The BBC was embroiled in an extraordinary censorship row last night after cutting the word 'girl' from a documentary about the Commonwealth Games, fearing it might cause offence.
Broadcaster Mark Beaumont, 31, joked after being hurled to the floor by a judo champion: "I am not sure I can live that down - being beaten by a 19-year-old girl."
His remark was broadcast in full when the 30-minute episode of The Queen's Baton
Relay was first shown on the BBC News Channel in April.
But evidently sensitive to charges of sexism, BBC executives decided to edit out the word 'girl' when the programme was repeated last week, leaving an awkward pause in place of the offending word.
Asked by a viewer what had happened, Mr Beaumont tweeted: "Maybe the editor thought it was sexist - it wasn't. I'm not worried about it."
Even the judo champion involved, Cynthia Rahming, was left bemused. "I wasn't offended - I didn't find it sexist," she told The Mail on Sunday.
Elsewhere, it divided opinion, with some TV presenters, including Mariella Frostrup, 51, backing the BBC's stance.
She said: "'Girls' to me is a fantastic word because I think, "Girls... full of potential." But it has been used as a dismissive term as well. So I can imagine why it would be controversial. The athlete may not have been offended but the BBC has to think of the sensibilities of everybody watching."
Feminist novelist Kathy Lette, 55, however, said: "If the athlete didn't find it upsetting why should the BBC mount their politically correct high horse and gallop off into the sanctimonious sunset?"
The row comes two weeks after the Corporation was accused of double standards after it forced veteran broadcaster David Lowe to quit for mistakenly playing an old version of The Sun Has Got His Hat On, which featured the N-word. Jeremy Clarkson, however, kept his job, when he appeared to use the same racist term during the filming of Top Gear.
It also follows the BBC's decision to replace John Inverdale with Clare Balding as its Wimbledon presenter on 5 Live following his sexist comments about Women's Champion Marion Bartoli last year, and the criticism of the Premier League for not sacking its chief executive Richard Scudamore over emails he sent containing derogatory jokes about women.
The Queen's Baton Relay charts the progress of the baton as it tours Commonwealth countries ahead of the Games in Glasgow in July. Mr Beaumont, a record-breaking cyclist, interviews athletes during the journey. A BBC spokeswoman said because the baton's tour was treated as a news event, the unedited version of the documentary was broadcast soon after being filmed.
"They had more time to edit it the second time," she added. "Mark didn't mean to cause offence. But the word 'girl' was taken out just in case it did."

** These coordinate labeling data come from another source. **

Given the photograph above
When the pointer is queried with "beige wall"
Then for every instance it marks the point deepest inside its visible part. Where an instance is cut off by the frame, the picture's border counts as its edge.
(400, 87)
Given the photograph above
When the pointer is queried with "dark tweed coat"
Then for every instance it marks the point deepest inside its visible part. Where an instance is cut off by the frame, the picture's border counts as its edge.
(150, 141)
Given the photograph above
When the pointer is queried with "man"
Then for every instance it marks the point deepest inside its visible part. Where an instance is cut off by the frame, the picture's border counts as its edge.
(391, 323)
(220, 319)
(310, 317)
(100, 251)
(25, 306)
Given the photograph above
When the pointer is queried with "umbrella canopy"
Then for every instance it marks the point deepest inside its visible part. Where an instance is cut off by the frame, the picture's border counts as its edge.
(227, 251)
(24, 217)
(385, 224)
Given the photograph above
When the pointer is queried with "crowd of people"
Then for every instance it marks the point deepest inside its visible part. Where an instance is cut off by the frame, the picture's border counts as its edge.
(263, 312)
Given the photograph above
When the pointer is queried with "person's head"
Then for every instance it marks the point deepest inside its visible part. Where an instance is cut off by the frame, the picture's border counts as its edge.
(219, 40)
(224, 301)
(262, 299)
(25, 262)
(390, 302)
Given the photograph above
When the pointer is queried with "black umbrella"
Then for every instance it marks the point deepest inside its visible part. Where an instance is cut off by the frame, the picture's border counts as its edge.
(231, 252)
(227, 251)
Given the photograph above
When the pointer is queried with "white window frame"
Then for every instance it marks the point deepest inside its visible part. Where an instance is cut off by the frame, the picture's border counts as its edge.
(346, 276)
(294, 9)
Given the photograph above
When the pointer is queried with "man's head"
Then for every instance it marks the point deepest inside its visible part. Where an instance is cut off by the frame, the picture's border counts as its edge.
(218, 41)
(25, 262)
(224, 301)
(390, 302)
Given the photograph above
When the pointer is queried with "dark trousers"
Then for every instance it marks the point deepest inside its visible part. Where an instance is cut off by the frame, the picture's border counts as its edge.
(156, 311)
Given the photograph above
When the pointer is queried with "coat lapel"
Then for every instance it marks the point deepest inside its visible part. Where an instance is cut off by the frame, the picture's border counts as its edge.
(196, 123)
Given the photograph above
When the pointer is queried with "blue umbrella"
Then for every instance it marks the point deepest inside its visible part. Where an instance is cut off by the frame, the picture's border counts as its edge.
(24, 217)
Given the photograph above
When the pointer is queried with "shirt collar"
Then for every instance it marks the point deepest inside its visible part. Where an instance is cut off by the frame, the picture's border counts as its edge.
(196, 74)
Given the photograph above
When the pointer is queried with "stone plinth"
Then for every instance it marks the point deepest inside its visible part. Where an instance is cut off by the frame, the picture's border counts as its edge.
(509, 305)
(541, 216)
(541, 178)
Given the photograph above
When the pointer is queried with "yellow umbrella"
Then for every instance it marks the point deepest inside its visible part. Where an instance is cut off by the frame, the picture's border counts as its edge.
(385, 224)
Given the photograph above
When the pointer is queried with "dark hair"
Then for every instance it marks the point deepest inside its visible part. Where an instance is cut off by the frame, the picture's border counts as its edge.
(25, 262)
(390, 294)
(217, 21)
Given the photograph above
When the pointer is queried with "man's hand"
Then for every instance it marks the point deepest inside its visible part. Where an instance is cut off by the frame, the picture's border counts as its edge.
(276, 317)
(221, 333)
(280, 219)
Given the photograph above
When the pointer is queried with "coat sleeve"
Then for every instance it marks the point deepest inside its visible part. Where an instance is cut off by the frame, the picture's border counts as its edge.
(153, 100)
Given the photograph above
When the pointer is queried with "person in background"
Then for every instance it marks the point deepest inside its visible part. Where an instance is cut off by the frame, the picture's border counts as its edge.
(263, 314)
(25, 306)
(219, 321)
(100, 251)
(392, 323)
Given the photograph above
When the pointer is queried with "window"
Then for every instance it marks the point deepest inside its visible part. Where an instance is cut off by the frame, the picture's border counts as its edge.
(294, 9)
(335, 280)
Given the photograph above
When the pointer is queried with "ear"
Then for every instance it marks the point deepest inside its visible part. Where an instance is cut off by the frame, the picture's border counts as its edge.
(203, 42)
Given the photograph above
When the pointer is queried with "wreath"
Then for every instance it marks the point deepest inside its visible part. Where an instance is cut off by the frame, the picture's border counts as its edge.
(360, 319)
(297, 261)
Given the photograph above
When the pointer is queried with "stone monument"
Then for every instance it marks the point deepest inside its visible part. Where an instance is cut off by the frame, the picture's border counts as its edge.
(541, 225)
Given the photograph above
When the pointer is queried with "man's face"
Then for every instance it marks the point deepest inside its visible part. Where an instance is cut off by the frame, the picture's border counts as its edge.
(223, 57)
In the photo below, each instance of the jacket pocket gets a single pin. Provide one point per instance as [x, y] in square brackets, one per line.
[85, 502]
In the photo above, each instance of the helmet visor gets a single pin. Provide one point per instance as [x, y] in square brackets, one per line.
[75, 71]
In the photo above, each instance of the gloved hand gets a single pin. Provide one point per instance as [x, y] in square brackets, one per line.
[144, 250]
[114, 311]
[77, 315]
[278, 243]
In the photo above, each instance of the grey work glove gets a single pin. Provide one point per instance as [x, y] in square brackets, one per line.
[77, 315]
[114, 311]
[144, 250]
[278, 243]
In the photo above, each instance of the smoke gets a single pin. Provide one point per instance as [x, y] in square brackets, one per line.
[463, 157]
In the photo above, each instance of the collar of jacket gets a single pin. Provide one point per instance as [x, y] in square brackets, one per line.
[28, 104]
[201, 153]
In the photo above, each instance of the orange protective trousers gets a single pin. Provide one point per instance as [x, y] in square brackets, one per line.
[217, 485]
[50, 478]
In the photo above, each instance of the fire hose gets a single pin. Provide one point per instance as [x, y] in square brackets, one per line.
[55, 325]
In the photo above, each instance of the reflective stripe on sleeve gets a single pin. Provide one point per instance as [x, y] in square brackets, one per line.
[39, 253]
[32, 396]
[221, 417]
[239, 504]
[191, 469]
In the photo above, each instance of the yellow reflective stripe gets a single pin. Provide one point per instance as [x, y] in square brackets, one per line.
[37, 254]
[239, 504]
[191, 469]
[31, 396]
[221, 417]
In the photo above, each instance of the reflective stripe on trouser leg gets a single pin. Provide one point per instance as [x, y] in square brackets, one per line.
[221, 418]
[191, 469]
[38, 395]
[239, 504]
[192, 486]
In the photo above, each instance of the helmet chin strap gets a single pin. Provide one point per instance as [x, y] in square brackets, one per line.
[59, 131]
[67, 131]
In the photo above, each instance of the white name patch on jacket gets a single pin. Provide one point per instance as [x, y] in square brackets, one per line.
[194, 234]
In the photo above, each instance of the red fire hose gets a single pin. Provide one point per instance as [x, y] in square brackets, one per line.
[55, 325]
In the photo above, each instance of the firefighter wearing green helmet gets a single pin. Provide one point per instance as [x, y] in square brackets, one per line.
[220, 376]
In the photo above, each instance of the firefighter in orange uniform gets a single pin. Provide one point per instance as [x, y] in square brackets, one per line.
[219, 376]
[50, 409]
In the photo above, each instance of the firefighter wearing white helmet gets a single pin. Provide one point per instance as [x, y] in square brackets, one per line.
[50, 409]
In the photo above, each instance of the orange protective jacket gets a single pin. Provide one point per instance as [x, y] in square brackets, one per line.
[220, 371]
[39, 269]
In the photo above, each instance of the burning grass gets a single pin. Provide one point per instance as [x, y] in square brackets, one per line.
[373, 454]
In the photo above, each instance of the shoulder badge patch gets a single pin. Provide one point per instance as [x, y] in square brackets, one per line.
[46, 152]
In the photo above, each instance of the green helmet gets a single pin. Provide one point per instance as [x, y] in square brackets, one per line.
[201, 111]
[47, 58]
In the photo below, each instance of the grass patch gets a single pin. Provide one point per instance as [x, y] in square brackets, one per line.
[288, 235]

Before its first airing, the programme was seen by a lawyer and an executive to ensure it did not breach BBC guidelines. The uncensored clip remains on the BBC's website.
In the clip from the documentary, shot in the Bahamas, Beaumont interviews D'Arcy Rahming, the head of the Bahamanian Judo Association, before being given a demonstration by his daughter, Cynthia, who is due to represent her country in the Games.
Within seconds the presenter ends up flat on his back. After his comment about being beaten by a girl, he adds: "You should be good - you're going to the Commonwealth Games."
Beaumont was unavailable for comment yesterday.
Former TV presenter Anthea Turner, 53, said: "It's mad. I think people have got to stand back, stop all this. It is just silly... We have got to be able to have a sense of humour. I feel that there are certain issues you really have to be sensitive about, like race, but you must be able to have a laugh about something. The problem now is that people have become over-sensitive - and the BBC has become too over-cautious."
But Miriam O'Reilly, 57, who sued the BBC for age discrimination after being dropped as presenter of Countryfile, took a different view.
She said: "The response from Mark Beaumont to Cynthia Rahming throwing him to the ground was to emphasise his faux embarrassment. He used the word "girl" because it has connotations of being younger and weaker. I think he immediately realised what he said was sexist.
"He knew he was going to be thrown by Cynthia, she is a first-class sportswoman at the top of her game. He and the director obviously thought to play up the being thrown by a "girl" aspect would be funny, when in reality it's an example of casual everyday sexism."